Because of the small dosages necessary in confined spaces, and the airborne characteristics in outdoor applications, aerosols generally leave minute deposits and are considered an unsatisfactory means of applying insecticides where a residual effect is desired, although overdosing or repeated applications may leave an effective insecticidal deposit.

Aerosols are made by several methods. It is believed that the method by which they are generated has little effect on their action upon insects, provided that they are composed of the same elements and are of the same particle size. They can be generated (I) by incomplete combustion of materials containing insecticides; (2) by spraying solutions of insecticides in oil on a hot surface, thus vaporizing the liquid which immediately condenses into a fog when the vapor is cooled by contact with air; (3) by dissolving insecticides in a liquefied gas, such as dichlorodifluoromethane, and forcing the solution through a small orifice by the pressure of the gas, where it is broken into a fine spray, which is further reduced in particle size by the immediate evaporation of the liquefied gas; (4) by heating a mixture of water and an oil solution of the insecticide until the water is converted into superheated steam, and passing this mixture of oil and steam through nozzles where it is broken up into aerosol-sized droplets; and (5) by mechanical means, such as atomizing nozzles.

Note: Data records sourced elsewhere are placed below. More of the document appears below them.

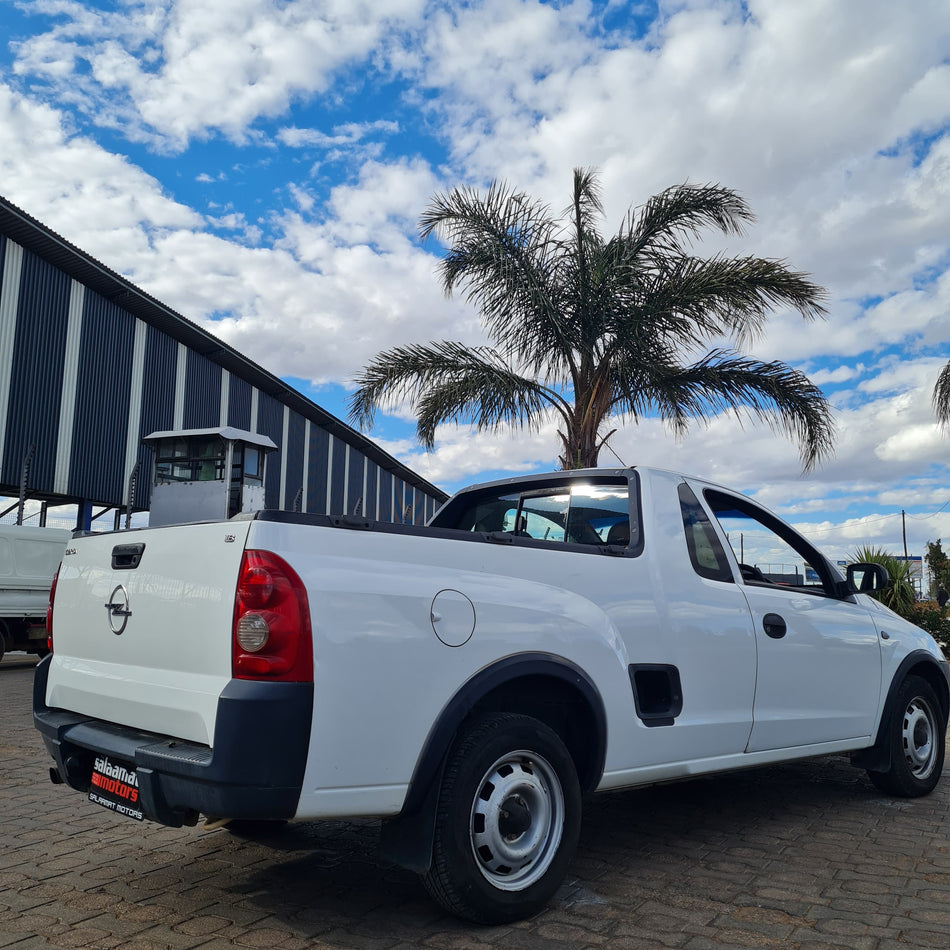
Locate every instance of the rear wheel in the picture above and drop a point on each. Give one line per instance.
(507, 822)
(915, 734)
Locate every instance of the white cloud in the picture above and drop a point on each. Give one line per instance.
(831, 119)
(168, 72)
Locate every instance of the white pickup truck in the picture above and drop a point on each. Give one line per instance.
(470, 680)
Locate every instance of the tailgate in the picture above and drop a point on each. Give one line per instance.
(145, 641)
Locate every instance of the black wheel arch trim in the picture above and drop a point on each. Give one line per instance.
(407, 839)
(877, 758)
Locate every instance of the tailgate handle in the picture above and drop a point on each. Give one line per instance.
(126, 557)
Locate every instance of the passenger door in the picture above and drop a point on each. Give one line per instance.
(818, 669)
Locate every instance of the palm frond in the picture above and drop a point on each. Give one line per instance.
(444, 381)
(504, 251)
(770, 392)
(680, 213)
(941, 397)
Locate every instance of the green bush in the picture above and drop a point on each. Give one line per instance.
(899, 594)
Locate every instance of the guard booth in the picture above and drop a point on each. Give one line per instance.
(206, 474)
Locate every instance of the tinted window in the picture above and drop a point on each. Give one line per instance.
(584, 513)
(705, 551)
(769, 552)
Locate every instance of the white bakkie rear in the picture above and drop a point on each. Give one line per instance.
(468, 681)
(169, 681)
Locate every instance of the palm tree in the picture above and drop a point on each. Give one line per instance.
(941, 397)
(594, 329)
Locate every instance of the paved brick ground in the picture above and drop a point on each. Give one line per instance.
(801, 856)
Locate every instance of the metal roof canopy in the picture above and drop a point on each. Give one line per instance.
(226, 432)
(46, 243)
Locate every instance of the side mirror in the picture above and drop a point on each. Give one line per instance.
(866, 578)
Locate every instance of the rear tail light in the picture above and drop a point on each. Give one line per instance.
(49, 612)
(272, 639)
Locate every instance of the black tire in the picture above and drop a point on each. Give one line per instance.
(508, 820)
(915, 733)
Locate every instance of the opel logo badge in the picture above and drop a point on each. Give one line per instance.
(118, 608)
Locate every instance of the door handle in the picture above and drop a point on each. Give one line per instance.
(774, 626)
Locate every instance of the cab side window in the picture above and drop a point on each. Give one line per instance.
(595, 513)
(705, 551)
(769, 552)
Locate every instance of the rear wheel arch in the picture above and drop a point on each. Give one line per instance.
(542, 686)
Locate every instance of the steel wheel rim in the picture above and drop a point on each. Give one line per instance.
(517, 820)
(918, 736)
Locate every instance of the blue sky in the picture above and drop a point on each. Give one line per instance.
(261, 165)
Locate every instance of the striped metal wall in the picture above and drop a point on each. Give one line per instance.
(84, 380)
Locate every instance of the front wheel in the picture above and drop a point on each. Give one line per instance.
(508, 820)
(916, 733)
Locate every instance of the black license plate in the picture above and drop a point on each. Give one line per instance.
(115, 785)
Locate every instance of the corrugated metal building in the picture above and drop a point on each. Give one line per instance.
(90, 364)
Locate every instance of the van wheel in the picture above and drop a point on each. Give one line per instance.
(915, 735)
(507, 822)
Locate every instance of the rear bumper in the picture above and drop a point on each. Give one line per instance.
(253, 770)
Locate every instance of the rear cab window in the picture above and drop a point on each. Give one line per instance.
(592, 513)
(769, 553)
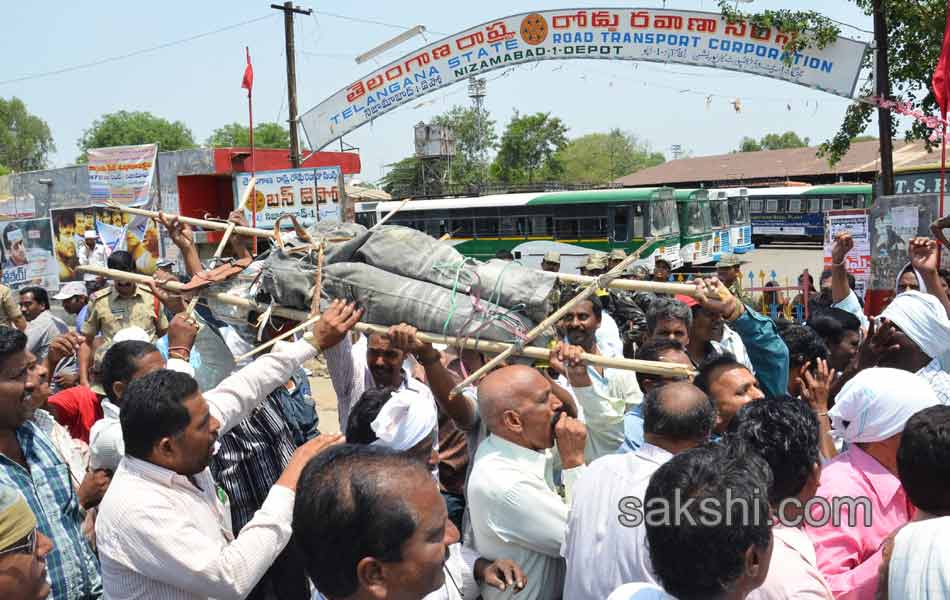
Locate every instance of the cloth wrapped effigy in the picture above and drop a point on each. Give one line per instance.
(400, 275)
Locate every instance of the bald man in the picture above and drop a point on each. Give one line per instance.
(606, 544)
(515, 511)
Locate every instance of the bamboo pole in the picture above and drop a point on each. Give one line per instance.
(549, 321)
(391, 213)
(634, 285)
(489, 347)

The original experiments with foglike aerosols were made by spraying solutions of insecticides in oil onto a hot plate. This new method was found to be highly effective in comparison with other methods of dispersing insecticides known at that time. It was soon supplanted by the liquefied-gas method. Later the method was reconsidered in attempts to create large aerosol clouds for outdoor applications. It was determined that the particle size produced was too small for high efficiency against insects under such conditions.